Toutefois, la proportion varia légèrement à notre désavantage vers la quatorzième heure, les Peuples perdant alors quatre mille individus et les Xipéhuz cinq cents. C’est alors que je lançai le troisième corps: la bataille atteignit sa plus grande intensité, l’enthousiasme des guerriers grandissant de minute en minute, jusqu’à l’heure où le soleil fut prêt à tomber dans l’Occident.
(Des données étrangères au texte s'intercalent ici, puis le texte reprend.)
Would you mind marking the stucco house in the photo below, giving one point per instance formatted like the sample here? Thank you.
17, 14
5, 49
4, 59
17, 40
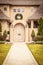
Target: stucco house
15, 16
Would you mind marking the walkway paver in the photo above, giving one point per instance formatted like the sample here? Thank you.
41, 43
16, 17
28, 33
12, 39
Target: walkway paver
19, 54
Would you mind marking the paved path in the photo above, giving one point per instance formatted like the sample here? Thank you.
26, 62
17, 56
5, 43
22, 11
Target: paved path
19, 54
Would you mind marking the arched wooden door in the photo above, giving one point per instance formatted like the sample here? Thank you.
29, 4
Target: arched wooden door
19, 33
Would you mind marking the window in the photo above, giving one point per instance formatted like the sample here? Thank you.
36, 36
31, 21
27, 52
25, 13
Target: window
29, 24
8, 32
18, 17
18, 10
35, 24
14, 10
5, 8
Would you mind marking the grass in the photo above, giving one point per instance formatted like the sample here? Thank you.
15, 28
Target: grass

Vers ce moment, les Xipéhuz reprirent l’offensive au nord de Kzour; un recul des Dzoums et des Pjarvanns me fit concevoir de l’inquiétude. Jugeant, en outre, que la nuit serait plus favorable à l’ennemi qu’aux nôtres, je fis sonner la fin de la bataille. Le retour des troupes se fit avec calme, victorieusement; une grande partie de la nuit se passa à célébrer nos succès. Ils étaient considérables: huit cents Xipéhuz avaient succombé, leur sphère d’action était réduite aux deux tiers de Kzour. Il est vrai que nous avions laissé sept mille des nôtres dans la forêt; mais ces pertes étaient bien inférieures, proportionnellement au résultat, à celles de la première bataille. Aussi, rempli d’espoir, osai-je alors concevoir le plan d’une attaque plus décisive contre les deux mille six cents Xipéhuz encore existants.
VI
L’EXTERMINATION
L’an du monde 22649, le quinzième jour de la huitième lune.
Quand l’astre rouge s’est posé sur les collines orientales, les peuples étaient rangés en bataille devant Kzour.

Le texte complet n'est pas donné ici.